Song Jiayin, Yang Lin, Feng Zhengqi, Jiang Liyu
Department of Breast Surgery, General Surgery, Qilu Hospital, Cheeloo College of Medicine, Shandong University, Jinan, Shandong, China.
Department of Breast Surgery, General Surgery, Qilu Hospital of Shandong University Dezhou Hospital, Dezhou, China.
Cancer Med. 2025 Mar;14(6):e70818. doi: 10.1002/cam4.70818.
Breast cancer (BC) is the most prevalent cancer among women worldwide, with increasing incidence rates, particularly in China. Given the high costs of Oncotype DX (ODX) testing, which predicts recurrence scores (RSs) on the basis of gene expression, developing a nomogram utilizing clinicopathological variables may provide an accessible alternative for risk stratification.
We conducted a retrospective analysis of 703 estrogen receptor (ER)-positive, HER2-negative T1-3N0M0 BC patients who underwent ODX testing at Qilu Hospital. A nomogram was developed using multivariate logistic regression to predict low and high RSs in the group. Model performance was validated by receiver operating characteristic curve, calibration curve, and decision curve analysis.

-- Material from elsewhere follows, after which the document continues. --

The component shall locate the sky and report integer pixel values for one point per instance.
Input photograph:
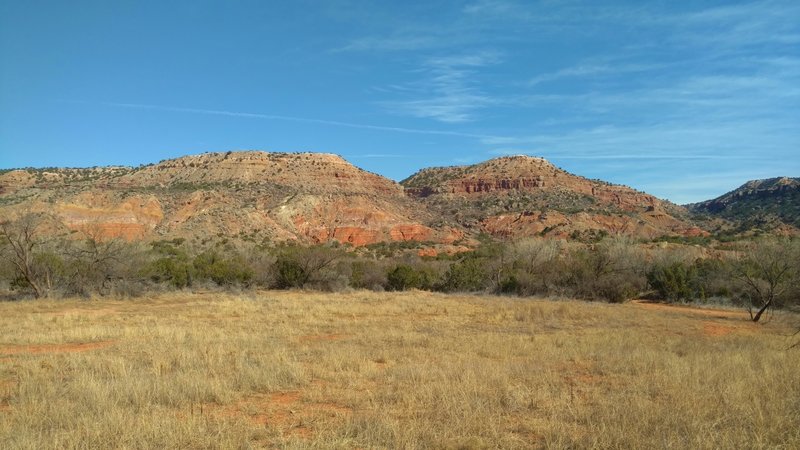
(685, 100)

Multivariate analysis revealed that older age, lower histologic grade, a higher ER expression level, a higher proportion of cells expressing progesterone receptor, and a lower proportion of cells expressing Ki-67 were significantly associated with a patient being in the low-risk subgroup. A nomogram was then developed using these variables to predict the RS, with an area under the curve (AUC) of 0.811 (95% confidence interval [CI] = 0.772-0.850) in the development group and 0.794 (95% CI = 0.737-0.851) in the validation group. Calibration and decision curve analyses further confirmed the nomogram's clinical utility. Moreover, a comparison between the TAILORx-nomogram and our nomogram was conducted, which proved that our nomogram has better predictive accuracy and reliability in Chinese BC patients.
We present the first nomogram for predicting the RS in Chinese patients with BC on the basis of clinicopathological factors. This model could aid in identifying patients who may not need ODX testing and serve as a cost-effective alternative for those unable to access ODX, thereby optimizing treatment decisions and enhancing patient management in resource-limited settings.
乳腺癌(BC)是全球女性中最常见的癌症,发病率呈上升趋势,在中国尤为明显。鉴于Oncotype DX(ODX)检测成本高昂,该检测基于基因表达预测复发评分(RS),利用临床病理变量开发列线图可为风险分层提供一种可行的替代方法。
我们对在齐鲁医院接受ODX检测的703例雌激素受体(ER)阳性、HER2阴性的T1-3N0M0期乳腺癌患者进行了回顾性分析。使用多因素逻辑回归开发列线图,以预测该组患者的低复发评分和高复发评分。通过受试者工作特征曲线、校准曲线和决策曲线分析验证模型性能。
多因素分析显示,年龄较大、组织学分级较低、ER表达水平较高、孕激素受体表达细胞比例较高以及Ki-67表达细胞比例较低与患者属于低风险亚组显著相关。然后使用这些变量开发列线图以预测复发评分,在开发组中曲线下面积(AUC)为0.811(95%置信区间[CI]=0.772-0.850),在验证组中为0.794(95%CI=0.737-0.851)。校准和决策曲线分析进一步证实了列线图的临床实用性。此外,还对TAILORx列线图和我们的列线图进行了比较,结果证明我们的列线图在中国乳腺癌患者中具有更好的预测准确性和可靠性。
我们基于临床病理因素提出了首个用于预测中国乳腺癌患者复发评分的列线图。该模型有助于识别可能不需要进行ODX检测的患者,并为无法进行ODX检测的患者提供一种经济有效的替代方法,从而在资源有限的环境中优化治疗决策并加强患者管理。